Part 1: Data Engineering
The modern data warehouse
The cloud requires to reconsider some of the choices made for on-premises data handling. This module
introduces the different services in Azure that can be used for data processing, and compares them to the
traditional on-premises data stack.
- From traditional to modern data warehouse
- Lambda architecture
- Overview of Big Data related Azure services
- Getting started with Azure
Staging data in Azure
This module discusses the different types of storage available in Azure Storage as well as data
lake storage. Also some of the tools to load and manage files in Azure storage and Data lake storage are
- Introduction to Azure Blob Storage
- Compare Azure Data Lake Storage Gen 2 with traditional blob storage
- Tools for uploading data
- Storage Explorer, AZCopy, ADLCopy, PolyBase
Using Azure Data Factory for ETL
When the data is stored and analysed on-premises we typically use ETL tools such as SQL Server Integration Services. But what if the data
is stored in the cloud? Then we need Azure Data Factory, the cloud-based ETL service. First we need to get used to
the terminology, then we can start creating the proper objects in the portal.
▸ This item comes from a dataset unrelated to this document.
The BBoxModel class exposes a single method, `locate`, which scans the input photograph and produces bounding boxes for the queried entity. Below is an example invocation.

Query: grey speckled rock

- Data Factory V2 terminology
- The Data Factory wizard
- Developing Data Factory pipelines in the browser
- Creating Data Factory Data flows
- Setup of Integration Runtimes
- Debugging, scheduling and monitoring DF pipelines
Azure Synapse Analytics
SQL Databases have their limitations in compute power since they run on a single machine, and their size
is limited to the Terabyte range. Azure Synapse Analytics (previously Azure Data Warehouse) is a service aiming at an analytical workload on data
volumes hundreds of times larger than what Azure SQL databases can handle. Yet at the same time we can keep on
using the familiar T-SQL query language, or we can connect traditional applications such as Excel and
Management Studio to interact with this service. Both storage and compute can be scaled independently.
- Architecture of Azure Synapse Analytics
- Loading data via PolyBase
- CTAS and CETAS
- Setting up table distributions
- Performance monitoring and tuning
Advanced data processing with Databricks
Azure Databricks allows us to use the power of Spark without the configuration hassle of Hadoop clusters. Using
popular languages such as Python, SQL and R data can be loaded, visualized, transformed and analyzed via
- Introduction Azure Databricks
- Cluster setup
- Databricks Notebooks and widgets
- Connecting to Azure Storage and Data Warehouse
- Processing Spark Dataframes in Python
- Using Spark SQL
- Scheduling Databricks jobs
Modeling data with Azure Analysis Services
Analysis Services is Microsoft's OLAP (cube) technology. The latest version, Analysis Services Tabular, can
also run as a database-as-a-service. This is ideal to load the cleaned, pre-processed data produced by other
Azure services and cache it. This leads to faster reporting. But the data can also be enriched
with KPIs, translations, derived measures etc. In this module we take a brief look at how an Analysis Services
model can be created and deployed to the cloud, but for a more in-depth discussion we refer to the
- Online Analytical Processing
- Azure Analysis Services Tabular
- Creating an Analysis Services model
- Model deployment
- Model management
Part 2: Machine Learning
Introduction to Machine Learning
This classroom training does not require people to be familiar with Machine Learning. This introductory module makes sure
all participants have a common ground for diving into the rest of the training by discussing the basic concepts of Machine
- What is Machine Learning?
- What questions can Machine Learning answer?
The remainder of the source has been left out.